Saturday, August 24, 2013

The Prophet's Vulnerability

I'm re-reading Fatima Mernissi's "Beyond the Veil" in the 2011 edition and I came across this quote about the Prophet, peace be upon him, which I truly love. 

"The Muslim Prophet's heroism does not lie in any relation of aggression, conquest, or exercise of brute force against women, but on the contrary in his vulnerability. It is because he is vulnerable, and therefore human, that his example has exerted such power over generations of believers. The Prophet was anything but macho in today's sense of behaving as a conqueror of women... The Prophet's behavior leads us to recognize the complexity of masculine reality. He achieved his colossal task on earth not because he was outstandingly aggressive and rigid, but because he was vulnerable and able to recognize his vulnerability, to acknowledge it and take it into account." 

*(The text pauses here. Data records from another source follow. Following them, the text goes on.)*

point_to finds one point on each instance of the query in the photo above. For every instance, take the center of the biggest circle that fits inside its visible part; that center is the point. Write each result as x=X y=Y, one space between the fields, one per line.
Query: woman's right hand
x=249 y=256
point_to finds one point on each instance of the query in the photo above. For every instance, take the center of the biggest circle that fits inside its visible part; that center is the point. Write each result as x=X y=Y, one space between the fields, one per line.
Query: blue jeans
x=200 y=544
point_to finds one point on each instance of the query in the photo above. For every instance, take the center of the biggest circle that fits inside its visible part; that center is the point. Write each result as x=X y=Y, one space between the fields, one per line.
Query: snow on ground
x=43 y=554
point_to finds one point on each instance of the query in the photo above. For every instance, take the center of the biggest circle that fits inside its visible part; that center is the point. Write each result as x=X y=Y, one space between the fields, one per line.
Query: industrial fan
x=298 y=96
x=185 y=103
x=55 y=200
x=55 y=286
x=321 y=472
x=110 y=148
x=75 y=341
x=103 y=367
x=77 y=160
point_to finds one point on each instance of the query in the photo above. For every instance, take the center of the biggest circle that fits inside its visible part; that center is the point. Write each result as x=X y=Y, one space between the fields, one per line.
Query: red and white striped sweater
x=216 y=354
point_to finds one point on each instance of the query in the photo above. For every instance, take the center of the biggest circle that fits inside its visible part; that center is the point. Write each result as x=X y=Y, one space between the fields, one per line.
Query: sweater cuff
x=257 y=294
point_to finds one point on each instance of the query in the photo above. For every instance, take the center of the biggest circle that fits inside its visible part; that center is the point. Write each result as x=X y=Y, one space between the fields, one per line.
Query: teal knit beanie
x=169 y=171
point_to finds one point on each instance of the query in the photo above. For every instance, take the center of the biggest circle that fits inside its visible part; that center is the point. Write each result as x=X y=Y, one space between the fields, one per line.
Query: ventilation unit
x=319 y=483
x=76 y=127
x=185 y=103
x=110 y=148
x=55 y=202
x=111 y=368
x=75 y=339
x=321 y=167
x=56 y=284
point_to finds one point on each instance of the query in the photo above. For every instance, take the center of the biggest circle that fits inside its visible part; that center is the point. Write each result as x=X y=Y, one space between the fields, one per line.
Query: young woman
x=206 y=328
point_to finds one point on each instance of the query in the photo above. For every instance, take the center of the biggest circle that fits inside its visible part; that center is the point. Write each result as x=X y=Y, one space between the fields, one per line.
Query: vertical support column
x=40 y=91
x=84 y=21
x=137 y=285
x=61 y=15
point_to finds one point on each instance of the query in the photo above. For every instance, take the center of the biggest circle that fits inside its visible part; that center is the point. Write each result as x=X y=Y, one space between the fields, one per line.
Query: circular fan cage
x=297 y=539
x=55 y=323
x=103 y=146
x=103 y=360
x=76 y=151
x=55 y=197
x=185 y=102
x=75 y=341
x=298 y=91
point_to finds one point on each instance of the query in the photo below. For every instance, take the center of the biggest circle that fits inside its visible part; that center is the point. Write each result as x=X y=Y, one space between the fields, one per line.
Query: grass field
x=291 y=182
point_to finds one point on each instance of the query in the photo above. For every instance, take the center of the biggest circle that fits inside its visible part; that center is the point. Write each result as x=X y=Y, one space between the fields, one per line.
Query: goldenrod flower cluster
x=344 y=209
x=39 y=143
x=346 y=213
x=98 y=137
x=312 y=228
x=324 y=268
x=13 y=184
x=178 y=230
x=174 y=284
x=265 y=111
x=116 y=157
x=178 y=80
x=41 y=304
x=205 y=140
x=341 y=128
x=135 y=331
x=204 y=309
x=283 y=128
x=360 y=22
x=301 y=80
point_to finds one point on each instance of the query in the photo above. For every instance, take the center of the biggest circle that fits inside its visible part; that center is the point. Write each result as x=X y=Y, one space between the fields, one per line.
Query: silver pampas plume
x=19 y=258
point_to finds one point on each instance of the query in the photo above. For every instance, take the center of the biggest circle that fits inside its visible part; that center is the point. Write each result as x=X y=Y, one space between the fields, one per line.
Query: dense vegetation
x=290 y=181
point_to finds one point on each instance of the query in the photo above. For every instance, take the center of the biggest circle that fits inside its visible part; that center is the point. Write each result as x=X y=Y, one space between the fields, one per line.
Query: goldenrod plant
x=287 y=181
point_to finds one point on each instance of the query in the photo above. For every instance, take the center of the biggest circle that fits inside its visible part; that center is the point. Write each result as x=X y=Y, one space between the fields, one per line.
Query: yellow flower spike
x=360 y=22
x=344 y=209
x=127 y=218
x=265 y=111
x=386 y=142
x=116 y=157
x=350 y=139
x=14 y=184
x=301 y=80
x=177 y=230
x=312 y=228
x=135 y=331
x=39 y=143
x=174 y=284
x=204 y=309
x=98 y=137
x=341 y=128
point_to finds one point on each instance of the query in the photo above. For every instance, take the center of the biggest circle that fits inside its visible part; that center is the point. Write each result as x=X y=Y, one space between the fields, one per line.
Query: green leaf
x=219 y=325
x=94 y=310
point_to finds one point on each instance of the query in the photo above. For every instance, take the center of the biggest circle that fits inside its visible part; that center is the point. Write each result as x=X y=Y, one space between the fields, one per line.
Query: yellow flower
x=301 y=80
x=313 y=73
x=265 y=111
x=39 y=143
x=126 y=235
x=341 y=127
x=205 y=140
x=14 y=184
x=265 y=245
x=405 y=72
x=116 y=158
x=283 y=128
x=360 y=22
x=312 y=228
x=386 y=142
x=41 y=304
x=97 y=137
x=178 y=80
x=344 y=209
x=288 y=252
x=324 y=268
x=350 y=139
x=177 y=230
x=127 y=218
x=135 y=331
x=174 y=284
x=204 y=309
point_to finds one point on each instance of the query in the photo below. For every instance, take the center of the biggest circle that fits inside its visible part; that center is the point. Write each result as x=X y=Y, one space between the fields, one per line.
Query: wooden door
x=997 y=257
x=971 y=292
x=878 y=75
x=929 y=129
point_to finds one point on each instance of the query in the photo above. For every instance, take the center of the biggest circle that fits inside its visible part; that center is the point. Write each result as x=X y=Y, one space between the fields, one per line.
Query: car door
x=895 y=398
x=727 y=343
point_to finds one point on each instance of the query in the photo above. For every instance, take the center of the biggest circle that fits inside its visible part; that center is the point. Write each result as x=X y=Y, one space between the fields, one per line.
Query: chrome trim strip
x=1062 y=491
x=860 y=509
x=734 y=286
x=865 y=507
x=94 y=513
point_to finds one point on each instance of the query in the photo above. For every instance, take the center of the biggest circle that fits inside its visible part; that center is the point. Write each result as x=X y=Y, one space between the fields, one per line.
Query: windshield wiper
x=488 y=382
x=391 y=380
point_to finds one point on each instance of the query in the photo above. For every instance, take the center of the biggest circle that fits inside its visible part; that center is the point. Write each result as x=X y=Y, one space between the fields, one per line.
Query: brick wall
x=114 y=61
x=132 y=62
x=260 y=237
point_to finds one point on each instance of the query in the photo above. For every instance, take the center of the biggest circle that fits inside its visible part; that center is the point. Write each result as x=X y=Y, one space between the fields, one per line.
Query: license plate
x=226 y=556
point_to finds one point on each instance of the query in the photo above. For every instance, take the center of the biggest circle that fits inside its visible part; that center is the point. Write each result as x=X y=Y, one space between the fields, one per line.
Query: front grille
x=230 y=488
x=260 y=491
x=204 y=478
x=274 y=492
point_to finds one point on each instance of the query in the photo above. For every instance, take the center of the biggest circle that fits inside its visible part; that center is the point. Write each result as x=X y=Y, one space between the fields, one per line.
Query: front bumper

This book by the famed Moroccan feminist is one of the seminal works on the subject of women's status in Islamic society. I highly recommend it to everyone. She's groundbreaking in her theories (and even in 2011 some of what she writes is truly revolutionary), clear-eyed in her analysis, and unsentimental in her opinions. Her scholarship is indisputable.  And her arguments about how Islam recognizes the power, especially the sexual power, of women and how that played out in Muslim society and scholarship for centuries afterwards is truly necessary to know.


On a different note, you may be interested in this well-written essay by the German Islamic scholar Lamya Kaddor, "Why I As a Muslim Woman Don't Wear a Headscarf". I found this quote particularly compelling:

...the Koranic injunction to dress in a way that is generally demure remains a religious demand, to be fulfilled by wearing 'appropriate' clothing. A woman believer sees this as signifying that all those parts of the female body which nowadays excite the idea of possible sexual contact should continue to be 'properly' concealed beneath the kind of clothing usual today. What is entailed in 'proper', 'appropriate', or 'decent' is left to the reasonableness of every mature woman citizen, since at present there are no specific directives based on Islamic sources. In prevalent practice, it is mostly older men – learned or unlearned – who assume the right to determine how a woman should appear, but there is no theological or sociological foundation for this.